Ironically, Friedman's own country, the US, is going through a difficult period characterized by increasing political polarization. It has been suggested that Saudi interest in reaching out to countries such as Russia and China is partly due to mistrust of the US as an ally.

Moreover, is the government of Saudi Arabia normal? Saudi Arabia is an absolute monarchy ranked 150 out of 167 countries on the 2022 Democracy Index compiled by the Economist (Israel ranked 29, one spot ahead of the US). Until recently, Saudi women could not even drive a car!

Friedman also claims that the Netanyahu government's aim is to forget the two-state solution to the Israeli-Palestinian conflict and annex the West Bank. Like Mr. Friedman, I believe in a two-state resolution, and I too think that annexing the West Bank would be a mistake.
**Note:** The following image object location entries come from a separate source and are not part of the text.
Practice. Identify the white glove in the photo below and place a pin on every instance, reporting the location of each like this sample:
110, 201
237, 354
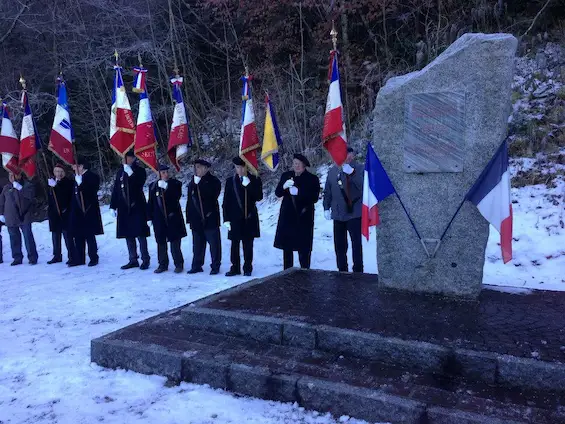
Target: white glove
348, 169
288, 184
128, 170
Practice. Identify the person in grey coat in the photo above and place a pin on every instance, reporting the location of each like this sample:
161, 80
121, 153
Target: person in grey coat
343, 198
16, 201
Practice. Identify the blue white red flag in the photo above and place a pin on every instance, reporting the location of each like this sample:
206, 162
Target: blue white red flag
29, 140
62, 135
122, 126
179, 138
9, 143
334, 133
376, 187
145, 140
491, 195
248, 140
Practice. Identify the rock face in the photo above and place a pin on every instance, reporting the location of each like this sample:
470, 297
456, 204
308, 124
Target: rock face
434, 132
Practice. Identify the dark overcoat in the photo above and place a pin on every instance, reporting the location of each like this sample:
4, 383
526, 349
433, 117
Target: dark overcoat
203, 197
59, 217
237, 201
129, 201
169, 227
88, 222
295, 229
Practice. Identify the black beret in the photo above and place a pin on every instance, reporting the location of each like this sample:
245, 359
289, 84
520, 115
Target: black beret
238, 161
302, 159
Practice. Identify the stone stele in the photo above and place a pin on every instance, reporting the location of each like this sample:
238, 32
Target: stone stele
434, 132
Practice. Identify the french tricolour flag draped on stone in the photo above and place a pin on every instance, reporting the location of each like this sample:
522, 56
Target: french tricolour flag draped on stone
62, 135
376, 187
145, 140
179, 137
491, 195
122, 126
9, 144
249, 140
334, 134
29, 140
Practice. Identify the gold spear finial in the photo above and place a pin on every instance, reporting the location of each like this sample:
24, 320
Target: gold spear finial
333, 34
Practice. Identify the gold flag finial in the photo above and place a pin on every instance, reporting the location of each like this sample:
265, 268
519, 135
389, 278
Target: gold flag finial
333, 34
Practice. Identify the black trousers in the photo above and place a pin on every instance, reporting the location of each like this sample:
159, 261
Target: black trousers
132, 249
341, 228
16, 242
163, 255
199, 240
57, 248
80, 243
247, 255
304, 257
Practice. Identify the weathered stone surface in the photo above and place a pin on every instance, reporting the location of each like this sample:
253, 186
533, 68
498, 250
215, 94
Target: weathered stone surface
482, 67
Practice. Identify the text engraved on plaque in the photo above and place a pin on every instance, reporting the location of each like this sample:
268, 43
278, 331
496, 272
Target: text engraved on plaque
434, 132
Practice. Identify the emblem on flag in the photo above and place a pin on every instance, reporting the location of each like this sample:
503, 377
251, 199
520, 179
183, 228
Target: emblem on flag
248, 140
271, 137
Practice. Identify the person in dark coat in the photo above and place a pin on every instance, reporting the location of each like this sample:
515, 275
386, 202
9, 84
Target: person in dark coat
85, 221
241, 194
343, 199
129, 204
300, 191
163, 209
203, 215
59, 208
16, 207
But what about some context? Do the Palestinians want a two-state solution?

In the same article, Friedman refers to the 1936 Peel Commission partition proposal. This was a proposal that would have allocated just 17 percent of Mandatory Palestine to a Jewish state and a much larger portion to a Palestinian state. Faced with the danger that would later become the Holocaust, the Zionists reluctantly accepted, while the Arabs of Palestine would not even agree to meet with members of the Commission.

This same inability by the Arab world to accept the existence of a Jewish state occurred after 1947, when, as Friedman notes, the UN voted to partition Palestine. Arab rejection of Israel as a state appeared again in 1967, after the Six-Day War when the Arab League resolved that there would be no peace, no recognition, and no negotiations with Israel.
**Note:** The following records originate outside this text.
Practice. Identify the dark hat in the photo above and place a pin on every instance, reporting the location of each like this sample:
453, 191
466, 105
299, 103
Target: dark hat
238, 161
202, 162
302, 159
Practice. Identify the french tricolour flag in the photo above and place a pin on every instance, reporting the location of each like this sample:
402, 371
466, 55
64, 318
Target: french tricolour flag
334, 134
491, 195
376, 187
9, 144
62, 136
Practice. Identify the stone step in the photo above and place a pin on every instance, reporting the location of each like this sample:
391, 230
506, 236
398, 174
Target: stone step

Intensive negotiations toward a settlement between Israelis and Palestinians have included the Oslo Accords of 1993 and two occasions, 2000 and 2008 when far-reaching concessions offered by Israel toward a Palestinian state in Gaza and the West Bank were rejected. In fact, the Palestinian suicide bombers of the Second Intifada (1987-1993) contributed to the demise of the Israeli political Left and the rightward shift of Israeli politics.

Today, the two million Palestinians of Gaza are hostages to Hamas, a terrorist organization that has no interest in a two-state solution, while Mahmoud Abbas, the leader of the Palestinians in the West Bank, questions the historicity of the Holocaust. Nor does Hezbollah, a terrorist-Iranian proxy in Lebanon, or the Government of Iran, support the existence of the Jewish state.
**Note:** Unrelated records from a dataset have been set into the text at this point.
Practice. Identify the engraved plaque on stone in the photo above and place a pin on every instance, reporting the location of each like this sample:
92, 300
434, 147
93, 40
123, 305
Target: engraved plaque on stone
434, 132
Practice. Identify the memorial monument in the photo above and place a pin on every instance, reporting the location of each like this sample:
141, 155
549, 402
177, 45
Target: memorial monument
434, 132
The American historian Daniel Pipes is correct when he said, in a 2023 Jerusalem Post interview with Seth Frantzman, that the struggle between Israelis and Palestinians will only end when the Palestinians give up their goal of eliminating Israel.

Today, the conflict has evolved to include a Palestinian-led international effort to delegitimize Israel. Perhaps Mr. Friedman does not get the meaning of the slogan "from the river to the sea," but I do.